The survey looked at a total of 101 hospital acquisitions, about half of which (50) were a not-for-profit system acquiring a not-for-profit facility. The remainder was evenly split (with 17 each) between a for-profit acquiring a not-for-profit hospital, a for-profit acquiring a for-profit and a not-for-profit acquiring a for-profit entity.
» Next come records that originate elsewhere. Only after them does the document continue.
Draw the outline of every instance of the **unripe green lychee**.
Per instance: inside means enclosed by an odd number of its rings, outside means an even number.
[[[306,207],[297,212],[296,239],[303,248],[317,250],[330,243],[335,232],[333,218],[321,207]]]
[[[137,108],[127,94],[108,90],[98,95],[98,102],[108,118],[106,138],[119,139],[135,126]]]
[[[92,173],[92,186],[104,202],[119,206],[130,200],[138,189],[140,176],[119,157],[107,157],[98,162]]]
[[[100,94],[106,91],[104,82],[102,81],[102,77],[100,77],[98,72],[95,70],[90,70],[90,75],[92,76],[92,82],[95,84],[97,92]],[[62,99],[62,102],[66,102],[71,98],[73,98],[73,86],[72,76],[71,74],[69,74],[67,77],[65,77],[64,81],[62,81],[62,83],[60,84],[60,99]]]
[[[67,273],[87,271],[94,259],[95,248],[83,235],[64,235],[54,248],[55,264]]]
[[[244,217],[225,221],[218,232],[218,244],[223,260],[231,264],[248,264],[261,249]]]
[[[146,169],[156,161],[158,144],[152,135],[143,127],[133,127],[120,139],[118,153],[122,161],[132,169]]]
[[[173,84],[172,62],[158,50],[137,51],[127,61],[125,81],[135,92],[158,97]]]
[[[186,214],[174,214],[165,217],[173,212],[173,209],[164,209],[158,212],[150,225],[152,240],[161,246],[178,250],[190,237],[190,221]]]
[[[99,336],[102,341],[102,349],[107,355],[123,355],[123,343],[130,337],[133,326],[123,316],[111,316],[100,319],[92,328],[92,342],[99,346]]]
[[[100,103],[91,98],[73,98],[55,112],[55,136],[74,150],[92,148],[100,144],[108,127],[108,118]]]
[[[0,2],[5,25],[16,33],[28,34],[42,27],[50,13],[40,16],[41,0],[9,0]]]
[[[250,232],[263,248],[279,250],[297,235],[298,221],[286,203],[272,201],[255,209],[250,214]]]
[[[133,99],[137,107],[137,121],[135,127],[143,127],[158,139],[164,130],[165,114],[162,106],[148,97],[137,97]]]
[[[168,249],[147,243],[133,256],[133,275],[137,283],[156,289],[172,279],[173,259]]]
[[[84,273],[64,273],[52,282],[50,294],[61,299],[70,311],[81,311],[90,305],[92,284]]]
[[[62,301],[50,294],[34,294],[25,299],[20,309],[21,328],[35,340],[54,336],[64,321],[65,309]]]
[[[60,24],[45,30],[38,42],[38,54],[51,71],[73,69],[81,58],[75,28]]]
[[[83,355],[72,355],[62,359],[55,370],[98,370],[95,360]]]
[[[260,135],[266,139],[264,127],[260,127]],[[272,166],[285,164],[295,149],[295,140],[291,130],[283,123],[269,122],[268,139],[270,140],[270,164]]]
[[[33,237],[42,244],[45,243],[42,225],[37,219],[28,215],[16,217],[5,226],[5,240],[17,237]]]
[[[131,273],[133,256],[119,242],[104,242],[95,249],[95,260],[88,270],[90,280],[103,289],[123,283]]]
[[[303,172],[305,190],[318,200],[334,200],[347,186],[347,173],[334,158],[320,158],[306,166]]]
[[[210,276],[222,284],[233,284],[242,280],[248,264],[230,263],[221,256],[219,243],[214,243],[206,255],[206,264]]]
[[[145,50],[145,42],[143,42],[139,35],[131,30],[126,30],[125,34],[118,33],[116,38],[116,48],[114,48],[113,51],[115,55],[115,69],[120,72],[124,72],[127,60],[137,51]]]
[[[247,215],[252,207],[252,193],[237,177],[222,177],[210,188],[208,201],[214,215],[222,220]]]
As a group, the acquired hospitals were performing below their peers during the year they were bought out—and while they did catch up, they were still languishing below the comparison group even two to three years after the acquisition.

In 2007, when their peer group had a median EBITDA margin of 10.3%, targets acquired by a national chain had a median EBITDA margin of just 4.5%. By 2010, the nationally acquired hospitals had improved to 7.7%, but their peers still had margins of 10.4%. Regional targets improved from 6.3% to 7% over the same time period.

In addition, national chains saw the largest increases in volume between 2007 and 2010, increasing their median number of adjusted discharges—which reflect both inpatient and outpatient volume—by 57.6%. In contrast, the median adjusted discharges at regional targets increased 15% during that time.